Comment on NVIDIA GPU Versus AMD GPU
From a poster on Seeking Alpha, grxbstrd, who is a long-time NVIDIA investor and who is very knowledgeable:
"They convinced me to invest in AMD to diversify my NVIDIA holdings."
Okay, sorry to hear. thanks for the honest reply. Here are some thoughts on your initial post:
To be clear, Aldeberen was built to provide the heavy lifting grunt in the world's (or perhaps U.S.'s) first "exascale" class supercomputer, a billion billion operations per second. Supercomputers have traditionally been ranked by their 64-bit (double precision) floating point performance.
Nvidia deprioritized 64bit in A100, their view was the computation requirement for AI is lower precision, 8-bit or even 4-bit precision in some cases. So they made sure 32-bit and lower precision was their focus and it performs well, especially with their tensor core technology.
AMD on the other had was given a requirement for double precision, they had to have peak performance in the highest precision format in order to win the crown. What was the cost? They paid a huge die-area penalty to get there. *And* AMD uses two chips in one package to get the job done -- in reality all these comparisons are using two chips vs a single A100 (AMD's message is device to device). Finally, to my knowledge this part does not contain tensor core technology, a matrix multiply and add function that is very beneficial to AI. So let's just conclude AMD targeted this part to steer clear of Nvidia's domain, AI.
But beyond that nitty gritty, I want to bring the conversation back around to your comment about "strong competition."
Is a school bus a "strong competitor" for a drag racer? Depends on what you're measuring. One carries one passenger really fast (and dangerously), the other carries a lot of passengers slowly and safely. My point is these two products really serve different markets. Aldebaran is looking to compete in a market A100 never targeted.
Is Aldebaran faster than A100 in FP64? Of course it is, 64Bit performance was what they set out to slay in a decades long dream of exescale. AMD gets bragging rights.
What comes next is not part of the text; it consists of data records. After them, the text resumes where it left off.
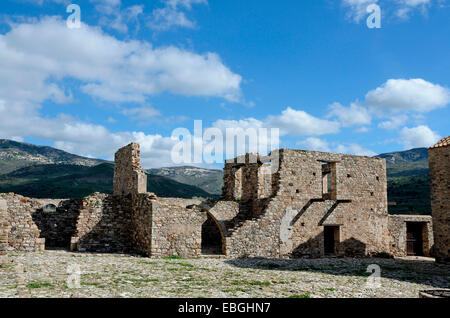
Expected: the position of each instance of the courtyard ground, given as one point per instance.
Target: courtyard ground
(54, 274)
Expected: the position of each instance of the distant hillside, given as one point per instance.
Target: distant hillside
(37, 171)
(72, 181)
(209, 180)
(15, 155)
(408, 181)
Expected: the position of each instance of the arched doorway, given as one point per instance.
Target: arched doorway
(211, 237)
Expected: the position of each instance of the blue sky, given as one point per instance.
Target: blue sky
(136, 70)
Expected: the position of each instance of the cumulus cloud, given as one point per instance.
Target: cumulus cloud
(317, 144)
(408, 95)
(355, 115)
(33, 56)
(36, 58)
(394, 122)
(397, 8)
(300, 123)
(115, 17)
(357, 8)
(173, 14)
(420, 136)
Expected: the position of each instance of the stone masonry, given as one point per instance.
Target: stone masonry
(292, 203)
(439, 162)
(3, 232)
(128, 175)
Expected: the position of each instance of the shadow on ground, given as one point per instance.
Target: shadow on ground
(413, 271)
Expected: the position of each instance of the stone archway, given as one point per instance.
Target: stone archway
(212, 237)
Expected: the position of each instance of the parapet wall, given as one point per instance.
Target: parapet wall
(129, 178)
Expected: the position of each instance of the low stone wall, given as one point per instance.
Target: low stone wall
(57, 221)
(4, 229)
(398, 233)
(176, 227)
(24, 235)
(104, 225)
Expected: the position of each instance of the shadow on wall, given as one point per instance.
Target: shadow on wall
(412, 271)
(57, 223)
(321, 245)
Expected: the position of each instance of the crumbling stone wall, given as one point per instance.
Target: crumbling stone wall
(129, 178)
(23, 232)
(176, 227)
(4, 229)
(104, 224)
(398, 233)
(439, 162)
(292, 220)
(56, 220)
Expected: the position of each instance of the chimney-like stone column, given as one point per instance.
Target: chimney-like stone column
(128, 175)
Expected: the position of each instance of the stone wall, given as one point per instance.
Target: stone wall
(4, 229)
(398, 233)
(23, 232)
(439, 161)
(176, 227)
(104, 224)
(56, 220)
(129, 178)
(291, 221)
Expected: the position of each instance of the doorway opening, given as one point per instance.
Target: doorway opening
(331, 239)
(414, 238)
(211, 237)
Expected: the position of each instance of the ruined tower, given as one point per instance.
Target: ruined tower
(128, 175)
(439, 162)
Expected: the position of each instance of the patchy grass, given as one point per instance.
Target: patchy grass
(305, 295)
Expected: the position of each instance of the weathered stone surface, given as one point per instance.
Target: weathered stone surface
(128, 175)
(398, 232)
(439, 161)
(3, 232)
(292, 203)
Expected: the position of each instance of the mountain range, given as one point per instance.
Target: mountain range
(46, 172)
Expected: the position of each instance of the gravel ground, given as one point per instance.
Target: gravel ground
(54, 274)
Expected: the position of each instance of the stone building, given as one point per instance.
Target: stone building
(439, 161)
(292, 203)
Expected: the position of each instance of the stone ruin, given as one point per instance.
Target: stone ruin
(439, 160)
(292, 203)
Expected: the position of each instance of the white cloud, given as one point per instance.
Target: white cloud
(173, 14)
(141, 113)
(299, 123)
(408, 95)
(34, 57)
(354, 149)
(317, 144)
(114, 17)
(420, 136)
(400, 8)
(394, 122)
(354, 115)
(357, 8)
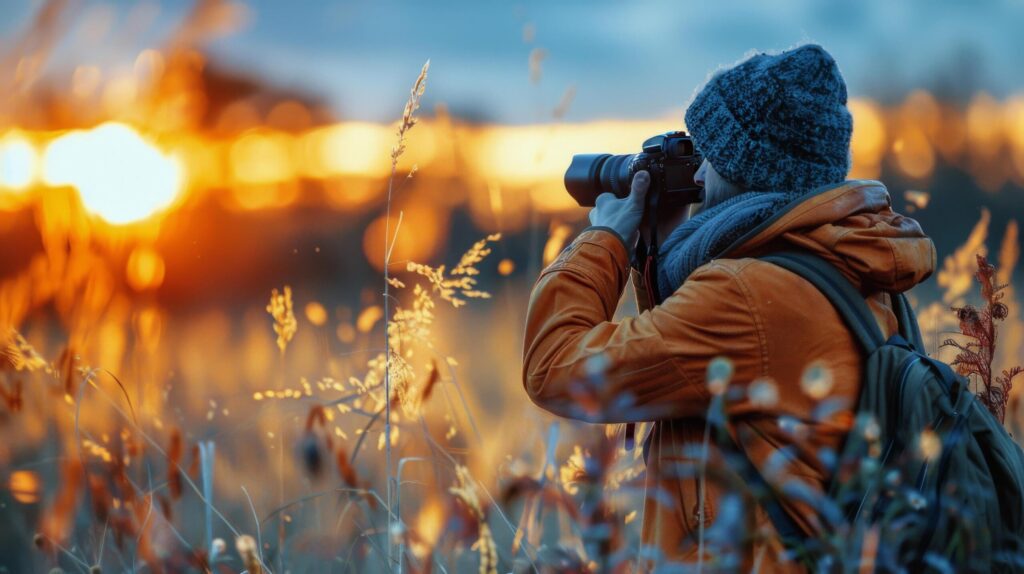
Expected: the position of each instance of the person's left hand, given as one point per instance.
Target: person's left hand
(623, 215)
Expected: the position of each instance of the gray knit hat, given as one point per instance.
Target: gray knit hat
(775, 123)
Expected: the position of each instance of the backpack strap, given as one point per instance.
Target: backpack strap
(847, 300)
(908, 327)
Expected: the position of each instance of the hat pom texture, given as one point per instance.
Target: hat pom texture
(775, 122)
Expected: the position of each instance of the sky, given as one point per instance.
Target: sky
(625, 59)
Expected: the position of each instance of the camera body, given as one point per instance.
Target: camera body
(671, 159)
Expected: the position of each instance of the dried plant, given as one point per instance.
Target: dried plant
(465, 492)
(281, 309)
(975, 357)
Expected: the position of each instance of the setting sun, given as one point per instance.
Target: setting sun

I think the meaningful question is: Do those bragging rights translate to meaningful business opportunity?
I’m fairly convinced AMD will struggle with traction outside their government contracts with this GPU. In fact, Lisa said she doesn’t expect any Data Center GPU traction until 23 or later (perhaps infinity?). Beyond these DoD/DoE systems, AMD has a tiny amount of software support for HPC and that's detrimental to their effort. I'd predict that's what articles spotlight in a negative way when more thorough reviews/discussion take place.
Last point I want to address is the AMD fans. They can be convincing, for sure. But AMD has a limited future. Why? Because AMD's business is taking market share from others, not creating it out of thin air like NVDA does.
If you want to hop back and forth between these two investment locomotives be my guest. But at some point Intel will get their act together. NVDA on the other hand is AAA investment quality, leading technology in this new universe of dense computational opportunity, and they have developed the tools to harness it. Their ideas are being applied to many many different greenfields in technology (AI, Robotics, Self driving, Omniverse etc). A few years ago those markets basically didn't exist, GPUs and nvidia's foresight and persistence exploded them into existence. Interestingly AMD led NVIDIA in GPUs years ago, now they are basically marginalized in the sector. That is because of deep thinking and strategic investing by Nvidia that AMD couldn't match. The potential is many many times the size of PC silicon market. AMD has demonstrated no leadership ability to understand or target similar opportunities. And I'd invite any of the AMD fans to come over and debate it.
Cheers, Frank |